Adieu les A’s !

Édito. C’est aujourd’hui que les Athletics d’Oakland – les A’s comme on les surnomme depuis Philadelphie où ils ont débuté leur longue et riche histoire – jouent leur dernier match à domicile. Une ultime rencontre au plus que vieillissant Coliseum. Mais un vieux stade MLB qui aura vu quelques unes des plus glorieuses pages de l’histoire du baseball.

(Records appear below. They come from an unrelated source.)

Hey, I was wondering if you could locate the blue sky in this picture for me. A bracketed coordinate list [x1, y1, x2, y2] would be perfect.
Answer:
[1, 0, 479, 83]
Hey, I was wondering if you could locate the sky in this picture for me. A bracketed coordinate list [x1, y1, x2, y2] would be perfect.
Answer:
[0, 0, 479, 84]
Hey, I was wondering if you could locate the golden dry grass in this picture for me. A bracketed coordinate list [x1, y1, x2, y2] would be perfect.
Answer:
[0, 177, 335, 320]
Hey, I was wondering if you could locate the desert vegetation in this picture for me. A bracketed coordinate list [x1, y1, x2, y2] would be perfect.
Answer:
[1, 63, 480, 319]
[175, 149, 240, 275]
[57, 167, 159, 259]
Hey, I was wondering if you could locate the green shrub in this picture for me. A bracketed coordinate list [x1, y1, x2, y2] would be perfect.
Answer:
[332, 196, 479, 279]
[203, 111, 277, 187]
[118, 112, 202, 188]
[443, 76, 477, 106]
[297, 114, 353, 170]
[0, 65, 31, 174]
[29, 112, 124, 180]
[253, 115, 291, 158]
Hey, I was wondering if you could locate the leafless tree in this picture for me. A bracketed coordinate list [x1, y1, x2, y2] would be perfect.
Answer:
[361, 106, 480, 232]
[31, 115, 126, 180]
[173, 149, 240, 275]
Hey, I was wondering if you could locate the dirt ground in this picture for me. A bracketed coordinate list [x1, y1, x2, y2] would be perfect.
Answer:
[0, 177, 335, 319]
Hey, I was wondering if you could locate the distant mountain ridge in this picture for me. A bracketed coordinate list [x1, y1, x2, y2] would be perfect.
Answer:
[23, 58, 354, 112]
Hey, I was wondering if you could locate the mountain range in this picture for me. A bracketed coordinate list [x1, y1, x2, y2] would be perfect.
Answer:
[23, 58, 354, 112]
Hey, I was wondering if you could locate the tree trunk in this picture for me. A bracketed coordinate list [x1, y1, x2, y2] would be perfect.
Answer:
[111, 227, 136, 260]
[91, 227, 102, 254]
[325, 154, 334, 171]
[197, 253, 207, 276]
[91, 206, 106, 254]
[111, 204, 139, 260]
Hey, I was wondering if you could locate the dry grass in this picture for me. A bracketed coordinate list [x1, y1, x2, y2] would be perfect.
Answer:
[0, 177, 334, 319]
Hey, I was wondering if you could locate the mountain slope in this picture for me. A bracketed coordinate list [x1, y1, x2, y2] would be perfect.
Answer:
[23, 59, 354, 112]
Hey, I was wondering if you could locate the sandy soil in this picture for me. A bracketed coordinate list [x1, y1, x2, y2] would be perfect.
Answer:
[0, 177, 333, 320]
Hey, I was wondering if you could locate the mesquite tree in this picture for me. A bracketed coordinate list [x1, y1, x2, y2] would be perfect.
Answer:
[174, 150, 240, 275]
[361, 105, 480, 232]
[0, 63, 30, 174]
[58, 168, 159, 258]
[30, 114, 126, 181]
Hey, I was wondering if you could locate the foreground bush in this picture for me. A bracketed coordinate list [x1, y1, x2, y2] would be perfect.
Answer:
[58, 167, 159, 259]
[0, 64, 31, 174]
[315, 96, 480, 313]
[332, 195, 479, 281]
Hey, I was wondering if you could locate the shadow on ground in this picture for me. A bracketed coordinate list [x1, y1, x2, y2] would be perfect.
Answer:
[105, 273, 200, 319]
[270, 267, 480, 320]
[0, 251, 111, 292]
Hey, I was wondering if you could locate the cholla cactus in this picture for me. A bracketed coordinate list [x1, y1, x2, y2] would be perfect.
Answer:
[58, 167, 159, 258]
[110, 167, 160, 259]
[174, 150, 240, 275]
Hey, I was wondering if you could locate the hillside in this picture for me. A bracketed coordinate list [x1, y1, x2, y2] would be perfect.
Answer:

Fin d’une histoire d’amour… @csstevensphoto

Ce que l’on va vivre avec ce dernier match à domicile, et les derniers matchs des A’s en tant que franchise d’Oakland, est un moment d’histoire comme on en voit peu, comme on en a plus vu depuis longtemps : le départ d’une franchise. La dernière, toute aussi brise-coeur, c’était les Expos de Montréal quittant le Québec pour Washington, afin de devenir les Nationals. C’était à la fin de la saison 2004. 20 ans tout pile. Un triste anniversaire qu’on aurait préféré ne pas fêter avec le départ des A’s vers d’autres cieux, qu’ils espèrent plus radieux.

Ce départ n’est pas sans rappeler celui de la franchise alors qu’elle était à Philadelphie. C’était alors un grand club, mené durant 50 ans par le légendaire Connie Mack, manager et propriétaire des Athletics depuis 1901. Avec eux, il avait remporté 5 World Series et 9 titres de Ligue Américaine. Personnage charismatique, il avait l’originalité de diriger son équipe en costume cravate et borsalino, là où les managers étaient généralement en uniforme de leur club. Bien qu’arrivés après les Phillies, les A’s s’étaient imposés rapidement comme l’équipe de la ville. Mais, durant les années 1940, le club avait commencé à décliner. La succession de l’héritage de Mack par ses enfants, issus de différents couples, avait été difficile et précipita la chute de la franchise, aussi bien sportivement que financièrement, alors que les Phillies cessaient d’être une équipe de troisième zone pour devenir l’équipe de cœur des fans de Philly. Résultat, quand les A’s jouent leur dernier match dans la ville de l’Amour Fraternel, face aux Yankees, le 19 septembre 1954 – il y a 70 ans, encore un chiffre rond, comme si le destin avait écrit cette tragique histoire-, ils ne sont que 1834 spectateurs dans le Connie Mack Stadium. L’équipe finira la saison avec un bilan catastrophique de 103 défaites.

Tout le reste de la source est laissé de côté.